Someone has to be the one to say it, so I will. Boys and girls can just be friends. More specifically, a boy and a girl can be friends, good friends, without having thoughts of something more.
Of course, it is easier to claim that idea than to establish it. In everyday life, we see pairs walking in the hallway — sometimes a boy and a girl, and for some reason this triggers an automatic question about the couple’s relationship status. Almost instinctively, the immediate question is “Are they together?”
When I realized that I began to do as others did, I started to wonder why that is. I believe the root of this issue is planted deep within the many tropes of literature and media. The girl to boy friendship that eventually becomes a relationship is one of those hackneyed story features.
Two notorious examples of this circumstance are “The Fault in Our Stars” (movie and book) by John Green and “Romeo and Juliet” by William Shakespeare.
Take the first selection for example: It’s the story of two cancer patients who end up in a therapy group together to do nothing but ventilate their emotions. Of course, the arbitrariness of their genders eventually entails them falling for one another in a not-so-epic (however heartfelt) companionship, which in this case is a relationship shared by one boy and one girl. While the thick of the story follows the main character in her journey to cope with her illness, she becomes enamored along the way with her male friend turned boyfriend.

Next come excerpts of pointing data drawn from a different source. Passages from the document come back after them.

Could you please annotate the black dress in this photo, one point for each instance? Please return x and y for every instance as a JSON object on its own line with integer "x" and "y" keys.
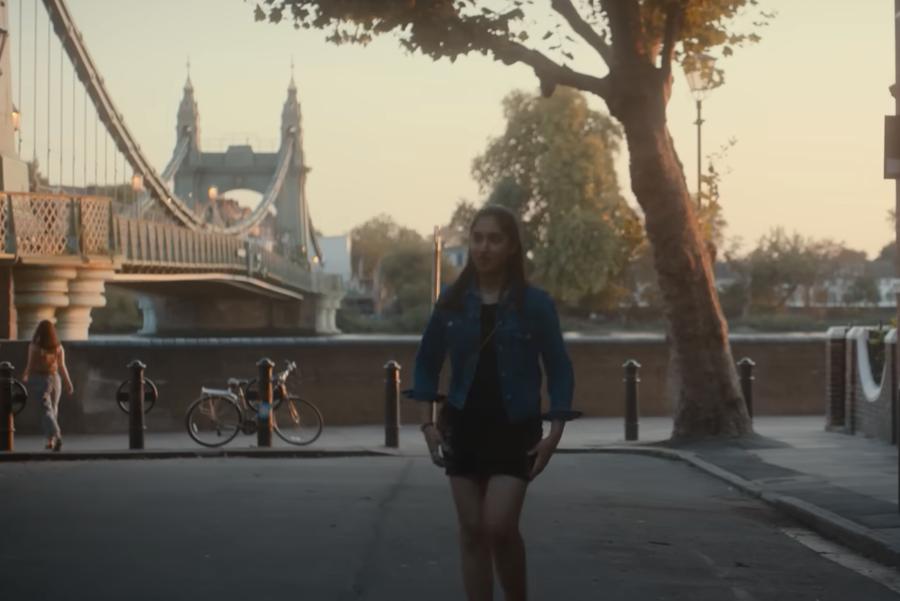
{"x": 479, "y": 440}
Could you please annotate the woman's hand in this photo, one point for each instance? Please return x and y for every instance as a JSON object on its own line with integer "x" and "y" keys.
{"x": 434, "y": 440}
{"x": 542, "y": 452}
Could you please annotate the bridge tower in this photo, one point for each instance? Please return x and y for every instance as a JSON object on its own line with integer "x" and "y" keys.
{"x": 240, "y": 167}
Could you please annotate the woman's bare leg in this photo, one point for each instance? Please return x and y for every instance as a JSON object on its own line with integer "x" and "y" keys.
{"x": 474, "y": 545}
{"x": 502, "y": 508}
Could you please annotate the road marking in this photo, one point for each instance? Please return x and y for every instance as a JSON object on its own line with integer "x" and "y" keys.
{"x": 872, "y": 570}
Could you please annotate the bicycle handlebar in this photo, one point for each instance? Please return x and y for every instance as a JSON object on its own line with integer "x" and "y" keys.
{"x": 289, "y": 368}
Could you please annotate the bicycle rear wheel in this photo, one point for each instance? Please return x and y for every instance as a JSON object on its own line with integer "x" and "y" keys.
{"x": 213, "y": 420}
{"x": 297, "y": 421}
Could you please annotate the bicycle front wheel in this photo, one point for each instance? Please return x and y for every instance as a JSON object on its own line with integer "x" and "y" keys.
{"x": 213, "y": 420}
{"x": 297, "y": 421}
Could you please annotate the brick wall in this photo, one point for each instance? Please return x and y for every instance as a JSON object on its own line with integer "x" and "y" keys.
{"x": 345, "y": 376}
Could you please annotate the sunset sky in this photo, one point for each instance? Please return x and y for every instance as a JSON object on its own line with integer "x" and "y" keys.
{"x": 386, "y": 132}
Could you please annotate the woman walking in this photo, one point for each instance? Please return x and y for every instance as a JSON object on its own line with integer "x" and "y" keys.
{"x": 44, "y": 372}
{"x": 495, "y": 327}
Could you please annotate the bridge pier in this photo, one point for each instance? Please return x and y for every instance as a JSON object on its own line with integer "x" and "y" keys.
{"x": 61, "y": 294}
{"x": 215, "y": 311}
{"x": 86, "y": 292}
{"x": 39, "y": 291}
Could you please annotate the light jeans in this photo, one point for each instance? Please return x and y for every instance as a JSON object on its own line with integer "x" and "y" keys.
{"x": 46, "y": 389}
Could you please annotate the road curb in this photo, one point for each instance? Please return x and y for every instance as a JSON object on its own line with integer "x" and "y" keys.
{"x": 17, "y": 457}
{"x": 846, "y": 532}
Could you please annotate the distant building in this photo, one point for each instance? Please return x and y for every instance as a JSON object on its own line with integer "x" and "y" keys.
{"x": 456, "y": 247}
{"x": 336, "y": 256}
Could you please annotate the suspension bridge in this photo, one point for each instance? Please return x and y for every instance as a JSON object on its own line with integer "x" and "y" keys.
{"x": 82, "y": 208}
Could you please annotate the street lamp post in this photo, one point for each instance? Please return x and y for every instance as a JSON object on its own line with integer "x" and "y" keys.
{"x": 701, "y": 76}
{"x": 137, "y": 185}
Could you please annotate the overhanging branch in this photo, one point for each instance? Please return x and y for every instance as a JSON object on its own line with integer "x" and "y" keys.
{"x": 674, "y": 17}
{"x": 548, "y": 72}
{"x": 583, "y": 28}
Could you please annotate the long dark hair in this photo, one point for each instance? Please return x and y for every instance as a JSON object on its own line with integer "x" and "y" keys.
{"x": 45, "y": 336}
{"x": 516, "y": 282}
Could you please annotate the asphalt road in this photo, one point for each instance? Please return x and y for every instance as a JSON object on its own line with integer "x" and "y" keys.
{"x": 597, "y": 527}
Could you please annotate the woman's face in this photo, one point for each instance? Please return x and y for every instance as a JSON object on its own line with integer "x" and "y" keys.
{"x": 489, "y": 247}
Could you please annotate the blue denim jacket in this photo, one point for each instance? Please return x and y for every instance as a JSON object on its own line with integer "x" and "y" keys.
{"x": 521, "y": 338}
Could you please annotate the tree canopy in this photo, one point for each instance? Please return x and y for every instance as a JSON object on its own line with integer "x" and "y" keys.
{"x": 554, "y": 166}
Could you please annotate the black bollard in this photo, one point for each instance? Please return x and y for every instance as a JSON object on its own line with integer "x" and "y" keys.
{"x": 631, "y": 406}
{"x": 136, "y": 405}
{"x": 7, "y": 419}
{"x": 264, "y": 416}
{"x": 392, "y": 404}
{"x": 746, "y": 366}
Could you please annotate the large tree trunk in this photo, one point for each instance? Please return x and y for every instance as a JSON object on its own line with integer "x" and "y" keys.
{"x": 708, "y": 401}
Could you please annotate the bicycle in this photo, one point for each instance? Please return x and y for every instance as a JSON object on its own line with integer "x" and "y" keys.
{"x": 220, "y": 414}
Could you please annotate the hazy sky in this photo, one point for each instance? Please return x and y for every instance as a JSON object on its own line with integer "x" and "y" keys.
{"x": 386, "y": 132}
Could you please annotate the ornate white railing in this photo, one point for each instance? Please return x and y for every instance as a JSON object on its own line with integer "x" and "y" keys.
{"x": 35, "y": 226}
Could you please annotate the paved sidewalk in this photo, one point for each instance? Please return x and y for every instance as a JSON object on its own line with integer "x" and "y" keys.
{"x": 845, "y": 487}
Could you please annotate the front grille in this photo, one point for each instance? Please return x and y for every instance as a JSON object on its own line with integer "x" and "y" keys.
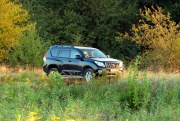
{"x": 112, "y": 65}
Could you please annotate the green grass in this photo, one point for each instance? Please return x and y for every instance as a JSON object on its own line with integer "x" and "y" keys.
{"x": 135, "y": 96}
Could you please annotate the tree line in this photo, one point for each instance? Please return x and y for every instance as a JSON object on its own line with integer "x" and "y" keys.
{"x": 120, "y": 28}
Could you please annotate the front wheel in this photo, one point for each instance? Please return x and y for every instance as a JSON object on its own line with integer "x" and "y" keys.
{"x": 88, "y": 74}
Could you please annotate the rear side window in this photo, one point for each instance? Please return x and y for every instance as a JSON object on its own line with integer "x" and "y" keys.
{"x": 55, "y": 52}
{"x": 65, "y": 53}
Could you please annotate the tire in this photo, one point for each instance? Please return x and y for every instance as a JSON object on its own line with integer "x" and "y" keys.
{"x": 88, "y": 74}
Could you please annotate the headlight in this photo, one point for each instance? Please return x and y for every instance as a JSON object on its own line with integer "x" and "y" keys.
{"x": 99, "y": 63}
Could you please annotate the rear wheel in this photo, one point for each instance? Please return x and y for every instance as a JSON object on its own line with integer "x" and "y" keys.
{"x": 88, "y": 74}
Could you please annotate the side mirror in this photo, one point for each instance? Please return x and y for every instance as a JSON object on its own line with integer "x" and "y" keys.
{"x": 78, "y": 57}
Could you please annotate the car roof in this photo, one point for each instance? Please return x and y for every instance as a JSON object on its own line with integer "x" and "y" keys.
{"x": 70, "y": 46}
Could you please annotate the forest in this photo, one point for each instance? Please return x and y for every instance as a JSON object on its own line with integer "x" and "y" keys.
{"x": 144, "y": 34}
{"x": 123, "y": 29}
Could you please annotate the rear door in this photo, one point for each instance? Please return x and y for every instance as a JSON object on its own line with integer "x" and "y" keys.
{"x": 64, "y": 60}
{"x": 75, "y": 65}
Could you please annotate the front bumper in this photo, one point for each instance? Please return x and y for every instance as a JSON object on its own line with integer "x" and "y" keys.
{"x": 109, "y": 72}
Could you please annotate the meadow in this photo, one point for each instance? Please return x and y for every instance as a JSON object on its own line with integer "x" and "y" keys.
{"x": 132, "y": 96}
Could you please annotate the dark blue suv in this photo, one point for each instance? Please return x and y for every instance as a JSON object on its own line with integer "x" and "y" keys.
{"x": 80, "y": 61}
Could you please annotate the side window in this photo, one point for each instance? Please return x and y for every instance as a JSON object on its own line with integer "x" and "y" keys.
{"x": 55, "y": 52}
{"x": 74, "y": 53}
{"x": 65, "y": 53}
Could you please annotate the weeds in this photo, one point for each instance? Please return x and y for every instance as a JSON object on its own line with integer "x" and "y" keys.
{"x": 136, "y": 96}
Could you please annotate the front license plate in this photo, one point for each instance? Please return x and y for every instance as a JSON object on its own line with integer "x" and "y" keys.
{"x": 113, "y": 70}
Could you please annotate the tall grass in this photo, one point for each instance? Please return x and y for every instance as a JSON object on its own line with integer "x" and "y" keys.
{"x": 134, "y": 96}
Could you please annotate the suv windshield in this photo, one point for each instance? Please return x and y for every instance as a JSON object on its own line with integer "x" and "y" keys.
{"x": 93, "y": 53}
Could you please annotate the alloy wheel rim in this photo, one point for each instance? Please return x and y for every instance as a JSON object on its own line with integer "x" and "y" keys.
{"x": 88, "y": 75}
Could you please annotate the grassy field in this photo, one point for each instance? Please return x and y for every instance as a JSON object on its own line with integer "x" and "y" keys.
{"x": 133, "y": 96}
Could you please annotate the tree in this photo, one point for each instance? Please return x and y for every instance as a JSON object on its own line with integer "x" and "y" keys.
{"x": 13, "y": 21}
{"x": 159, "y": 36}
{"x": 29, "y": 50}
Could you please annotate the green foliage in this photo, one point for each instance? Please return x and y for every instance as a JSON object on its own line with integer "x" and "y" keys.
{"x": 29, "y": 96}
{"x": 88, "y": 23}
{"x": 29, "y": 51}
{"x": 13, "y": 21}
{"x": 158, "y": 36}
{"x": 138, "y": 90}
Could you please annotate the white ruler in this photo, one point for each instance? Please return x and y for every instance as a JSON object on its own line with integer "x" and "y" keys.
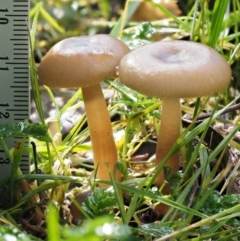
{"x": 14, "y": 73}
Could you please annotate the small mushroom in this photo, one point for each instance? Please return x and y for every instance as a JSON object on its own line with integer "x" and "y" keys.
{"x": 172, "y": 70}
{"x": 84, "y": 62}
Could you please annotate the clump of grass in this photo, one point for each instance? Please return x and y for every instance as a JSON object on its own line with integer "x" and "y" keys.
{"x": 201, "y": 206}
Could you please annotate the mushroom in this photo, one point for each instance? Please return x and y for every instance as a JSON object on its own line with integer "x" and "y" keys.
{"x": 84, "y": 62}
{"x": 172, "y": 70}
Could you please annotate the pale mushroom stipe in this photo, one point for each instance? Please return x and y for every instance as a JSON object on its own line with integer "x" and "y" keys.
{"x": 83, "y": 62}
{"x": 171, "y": 70}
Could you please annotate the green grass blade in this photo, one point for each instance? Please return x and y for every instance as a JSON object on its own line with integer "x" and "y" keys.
{"x": 219, "y": 11}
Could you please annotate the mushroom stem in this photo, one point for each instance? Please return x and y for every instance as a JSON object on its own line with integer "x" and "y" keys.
{"x": 100, "y": 128}
{"x": 168, "y": 134}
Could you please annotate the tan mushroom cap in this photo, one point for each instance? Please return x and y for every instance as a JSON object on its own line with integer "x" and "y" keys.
{"x": 81, "y": 61}
{"x": 175, "y": 69}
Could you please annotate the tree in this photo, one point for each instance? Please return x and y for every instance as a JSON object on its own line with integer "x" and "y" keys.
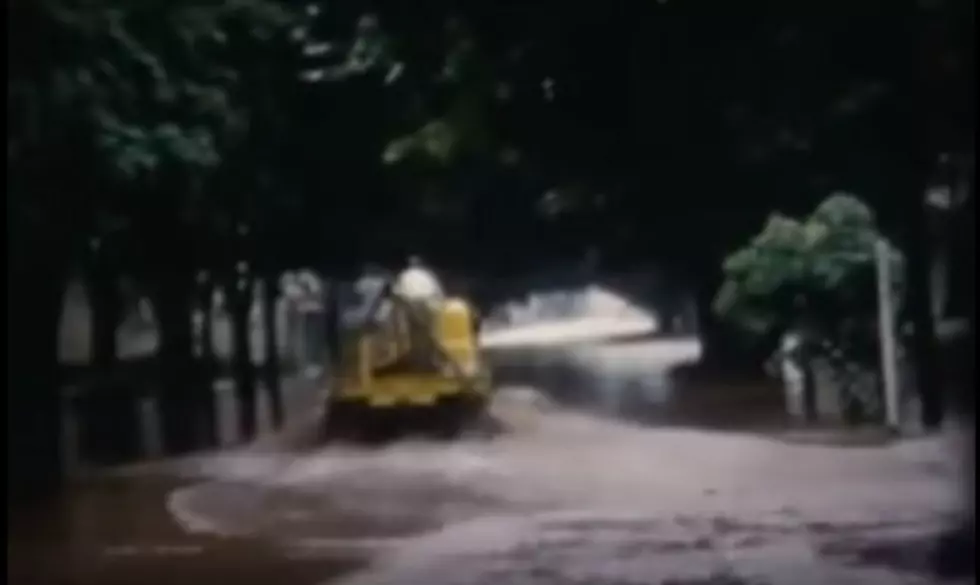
{"x": 816, "y": 279}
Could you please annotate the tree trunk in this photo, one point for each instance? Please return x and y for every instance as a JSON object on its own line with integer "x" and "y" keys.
{"x": 34, "y": 404}
{"x": 243, "y": 370}
{"x": 180, "y": 395}
{"x": 271, "y": 371}
{"x": 928, "y": 371}
{"x": 206, "y": 360}
{"x": 106, "y": 305}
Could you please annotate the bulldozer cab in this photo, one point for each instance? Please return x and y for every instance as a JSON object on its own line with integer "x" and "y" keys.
{"x": 403, "y": 352}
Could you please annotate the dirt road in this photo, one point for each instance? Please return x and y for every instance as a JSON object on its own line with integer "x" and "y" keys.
{"x": 567, "y": 498}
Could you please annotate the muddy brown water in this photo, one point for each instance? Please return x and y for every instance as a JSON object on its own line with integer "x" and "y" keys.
{"x": 117, "y": 530}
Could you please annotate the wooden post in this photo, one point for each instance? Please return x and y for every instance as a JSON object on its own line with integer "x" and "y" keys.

In “Romeo and Juliet,” Shakespeare pens a magnificent tragedy where two star-crossed lovers meet rather ironic and unfortunate demises in search for the other’s loving embrace. Again, there are other elements of this classic to be noted, but the aspects of love between none other than a boy and girl are mostly recognized instead.
In both instances, the relationships feature a boy and a girl, and I believe the repetition of relationships like these help to condition our brains to notice pairs in passing and the possibile partnerships. I say this because these aren’t the only titles to have this plot point as numerous others do. As a result, society is always exposed to this particular formation of a relationship repeatedly.
Ultimately, we use the contexts and examples from media and literature to evaluate real life scenarios. Our mindsets bleed into the privacy and awkward stares from across classrooms, which unfairly make any two given people into a couple, especially when it’s between a boy and a girl.
While the main source of this issue derives from literature and media, it doesn’t mean that we have to adhere to its influence. The solution is simple: Go on about your day and not worry about or think about the “ship” that two people may carry.